When the school shooter drops his gun, and the autistic kid picks it up thinking it’s his long lost nerf gun.
What do a condom and a gun have in common? You should never use either one of them.
If you own a gun and you live in the USA, hide your gun upstairs. Biden can't get it.
Biden: *falls over on steps*
A guy walks into a bar with a revolver and yells, "WHO THE F*** F***ED MY WIFE!" A man in the back responds, "YOU AIN'T GOT ENOUGH BULLETS MATE!"
"Zre, um, be careful when using a gun, okay? And meh not fat, boy."
What's the difference between an American school and a shooting range?
My dick doesn't get hard at the shooting range.

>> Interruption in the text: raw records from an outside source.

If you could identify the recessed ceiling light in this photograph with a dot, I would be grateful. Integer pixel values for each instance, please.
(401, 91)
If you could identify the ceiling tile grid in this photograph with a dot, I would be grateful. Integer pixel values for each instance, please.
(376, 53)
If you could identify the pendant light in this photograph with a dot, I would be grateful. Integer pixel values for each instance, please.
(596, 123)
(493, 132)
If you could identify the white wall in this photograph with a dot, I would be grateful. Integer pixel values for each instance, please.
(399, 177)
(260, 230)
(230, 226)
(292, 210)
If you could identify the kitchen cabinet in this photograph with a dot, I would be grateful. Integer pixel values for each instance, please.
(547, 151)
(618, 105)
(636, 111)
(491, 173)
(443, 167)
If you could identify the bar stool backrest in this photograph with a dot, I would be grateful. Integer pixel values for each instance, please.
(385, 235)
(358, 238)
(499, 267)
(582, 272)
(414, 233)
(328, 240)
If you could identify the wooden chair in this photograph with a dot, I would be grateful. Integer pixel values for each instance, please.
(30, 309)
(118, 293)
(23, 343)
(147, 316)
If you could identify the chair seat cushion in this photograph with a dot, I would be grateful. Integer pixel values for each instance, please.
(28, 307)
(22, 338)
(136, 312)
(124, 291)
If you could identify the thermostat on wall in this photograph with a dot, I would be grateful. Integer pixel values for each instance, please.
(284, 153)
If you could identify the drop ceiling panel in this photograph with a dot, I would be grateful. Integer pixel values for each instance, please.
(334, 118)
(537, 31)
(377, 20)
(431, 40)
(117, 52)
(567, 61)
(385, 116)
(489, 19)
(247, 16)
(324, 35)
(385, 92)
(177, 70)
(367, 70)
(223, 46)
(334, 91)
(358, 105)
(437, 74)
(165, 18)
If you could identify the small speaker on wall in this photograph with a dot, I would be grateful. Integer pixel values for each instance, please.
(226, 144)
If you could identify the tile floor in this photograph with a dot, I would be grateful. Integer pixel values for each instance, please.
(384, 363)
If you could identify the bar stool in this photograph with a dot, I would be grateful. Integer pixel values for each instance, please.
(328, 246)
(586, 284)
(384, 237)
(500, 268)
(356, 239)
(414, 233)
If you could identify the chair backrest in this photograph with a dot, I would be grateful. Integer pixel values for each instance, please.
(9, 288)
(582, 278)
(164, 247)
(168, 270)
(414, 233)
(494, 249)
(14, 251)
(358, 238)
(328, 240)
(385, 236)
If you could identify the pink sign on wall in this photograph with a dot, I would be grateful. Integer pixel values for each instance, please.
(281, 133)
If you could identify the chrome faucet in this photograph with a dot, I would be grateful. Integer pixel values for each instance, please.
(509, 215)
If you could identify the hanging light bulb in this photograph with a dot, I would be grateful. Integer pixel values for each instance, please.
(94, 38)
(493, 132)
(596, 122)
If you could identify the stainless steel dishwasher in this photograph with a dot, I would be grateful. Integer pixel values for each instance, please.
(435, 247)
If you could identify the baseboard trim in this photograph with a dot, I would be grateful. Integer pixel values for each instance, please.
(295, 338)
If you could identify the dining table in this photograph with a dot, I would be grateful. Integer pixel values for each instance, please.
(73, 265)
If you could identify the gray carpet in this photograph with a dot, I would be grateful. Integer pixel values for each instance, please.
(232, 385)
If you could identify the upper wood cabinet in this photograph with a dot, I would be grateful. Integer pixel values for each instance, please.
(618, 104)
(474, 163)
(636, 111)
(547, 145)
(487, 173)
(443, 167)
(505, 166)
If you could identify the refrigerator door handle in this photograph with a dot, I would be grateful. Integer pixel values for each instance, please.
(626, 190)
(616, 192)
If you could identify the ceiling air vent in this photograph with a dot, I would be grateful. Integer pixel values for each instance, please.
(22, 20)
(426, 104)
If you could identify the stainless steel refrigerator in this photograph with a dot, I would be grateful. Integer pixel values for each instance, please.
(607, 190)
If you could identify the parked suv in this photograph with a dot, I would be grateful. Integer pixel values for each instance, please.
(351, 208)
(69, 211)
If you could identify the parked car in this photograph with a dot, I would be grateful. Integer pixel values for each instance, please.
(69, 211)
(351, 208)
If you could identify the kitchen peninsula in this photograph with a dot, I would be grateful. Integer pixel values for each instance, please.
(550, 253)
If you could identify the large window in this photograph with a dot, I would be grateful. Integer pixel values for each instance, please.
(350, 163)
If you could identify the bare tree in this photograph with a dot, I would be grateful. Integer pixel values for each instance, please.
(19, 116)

What do you call an autistic kid with a glock?
Special forces.
Btw, I'm 13.
What’s comes after 9 Millimeter?
Teacher: What's your favorite animal?
Me: Desert Eagle.
Teacher: Why?
Me: 'Cause it fits in my backpack.
Average Kid: brings mp3 to school.
Rich Kid: Brings mp4 to school.
Quiet Kid: Brings an mp5.
I tell a man get me a glock 19 he comes back with a glove i was about to shout at him but then i saw a pistol in his pocket so i left and thanked him
What's a bison's favorite gun?
A PP Bizon.
I don't like the word "gun".
Whenever I say it, people always get triggered.
Am tired of my country!!!! How can two policemen use one gun?
I was walking in the forest with my gf.
I had a Desert Eagle for protection.
A bear jumped out of the bushes; one shot was enough to put my gf down, and it gave me enough time to run away.
What do you do when you finish a magazine at a hospital?
Reload and keep shooting.
I showed my girlfriend my shotgun yesterday. It really blew her away.
"Sanderson, fire a warning shot."
"Uhh sir, this is an M32 rotary grenade launcher."
"Ah potato-potato, just pull the trigger."
I made an AR that shoots boo boo bullets. It does poison time 10x damage. You have a very good chance of getting STD. Very good AR. Going for 100,000. Email: EatandDrinkbouls@gmail.com
What's the difference between a penis and a gun?
A child doesn't cry when a gun goes off in its mouth.